Le XXIème siècle est devenu un espace-temps binaire. Il faut faire adhésion au clan du progressisme à n’importe quel prix ou à celui du conservatisme à tout prix. Tous sens d’observance, de critique ou/et d’interrogation envers l’un ou l’autre est suspicieux pour l’autre et l’un. Il faut prendre parti ! Sinon vous n’êtes rien. Quant à la dictature elle peut s’installer sans la sonorité des bottes. Il suffit d’engendrer la désinformation et dénigrer les fondements mêmes de l’école de la République comme à diffamer la laïcité et activer le clientélisme sous divers états de corruption et avec vile propagande.
L’image d’une nation est plus claire lorsqu’elle reflète la lumière de ses divers artistes adjointe à la culture de son peuple, comme ses facultés à appréhender les liens entre les sciences et les arts… ; avec des mots appropriés envers tous les usages.
À FLEUR D’ÉVIDENCES
Rien n’est plus incertain que la conscience
La sagesse maitresse par ses mots affiliés
Murmura aux oreilles de son estudiantin(e) :
‘’ Nous nous laissons souvent séduire,
Et sans fondement sur la belle vision,
Comme tout à chacun et chacune,
D’une certitude nouvellement née,
Croyons fort aisément,
A ce que nous craignons des plus grands désastres
Et désirons du plus grand des plaisirs’’…

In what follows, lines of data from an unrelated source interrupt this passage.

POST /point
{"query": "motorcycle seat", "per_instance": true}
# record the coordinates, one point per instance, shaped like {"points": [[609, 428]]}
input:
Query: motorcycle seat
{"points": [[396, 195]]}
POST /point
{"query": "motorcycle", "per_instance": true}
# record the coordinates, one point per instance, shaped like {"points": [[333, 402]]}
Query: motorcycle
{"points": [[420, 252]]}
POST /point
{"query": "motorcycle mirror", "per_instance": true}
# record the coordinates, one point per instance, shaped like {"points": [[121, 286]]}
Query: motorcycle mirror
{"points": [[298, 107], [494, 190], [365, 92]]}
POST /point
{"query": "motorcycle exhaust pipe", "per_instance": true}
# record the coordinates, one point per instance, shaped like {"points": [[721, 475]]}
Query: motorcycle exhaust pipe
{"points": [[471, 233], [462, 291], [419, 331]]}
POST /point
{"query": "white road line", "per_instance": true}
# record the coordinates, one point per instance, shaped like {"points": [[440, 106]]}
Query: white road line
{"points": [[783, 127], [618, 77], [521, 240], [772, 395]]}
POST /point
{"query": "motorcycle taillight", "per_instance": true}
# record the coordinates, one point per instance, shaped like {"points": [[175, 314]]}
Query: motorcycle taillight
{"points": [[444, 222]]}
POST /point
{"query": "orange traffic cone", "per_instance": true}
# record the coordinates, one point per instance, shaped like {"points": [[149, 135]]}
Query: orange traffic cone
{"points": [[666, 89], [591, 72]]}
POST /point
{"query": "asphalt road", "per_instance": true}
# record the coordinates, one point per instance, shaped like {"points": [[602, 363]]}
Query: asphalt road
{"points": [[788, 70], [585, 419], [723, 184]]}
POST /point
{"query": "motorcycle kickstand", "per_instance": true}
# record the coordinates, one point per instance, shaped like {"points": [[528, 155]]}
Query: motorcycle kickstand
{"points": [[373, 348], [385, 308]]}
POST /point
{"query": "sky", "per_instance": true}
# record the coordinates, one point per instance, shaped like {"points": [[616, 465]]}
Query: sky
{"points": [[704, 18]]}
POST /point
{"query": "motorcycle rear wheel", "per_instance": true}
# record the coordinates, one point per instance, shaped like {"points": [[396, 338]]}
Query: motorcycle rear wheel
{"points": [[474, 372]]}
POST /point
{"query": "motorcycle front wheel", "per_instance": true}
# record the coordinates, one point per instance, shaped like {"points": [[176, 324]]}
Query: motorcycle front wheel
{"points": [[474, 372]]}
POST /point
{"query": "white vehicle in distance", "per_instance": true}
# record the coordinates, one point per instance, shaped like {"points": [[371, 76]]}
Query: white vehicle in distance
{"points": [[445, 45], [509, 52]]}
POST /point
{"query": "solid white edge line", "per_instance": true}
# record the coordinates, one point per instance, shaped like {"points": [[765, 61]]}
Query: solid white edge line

[…] Encore faut-il réussir à ne pas passer outre les calomniateurs convaincus et ne pas recourir à leurs maximes sans analyses des paralogismes particuliers et syllogismes divers, afin que la flétrissure généralisée ne soit plus une fragrance à en adopter le verbiage, sans attention ni étude envers la divagation ahurissante de la diversité.
LE TEMPS EST LA MESURE DE TOUTES CHOSES.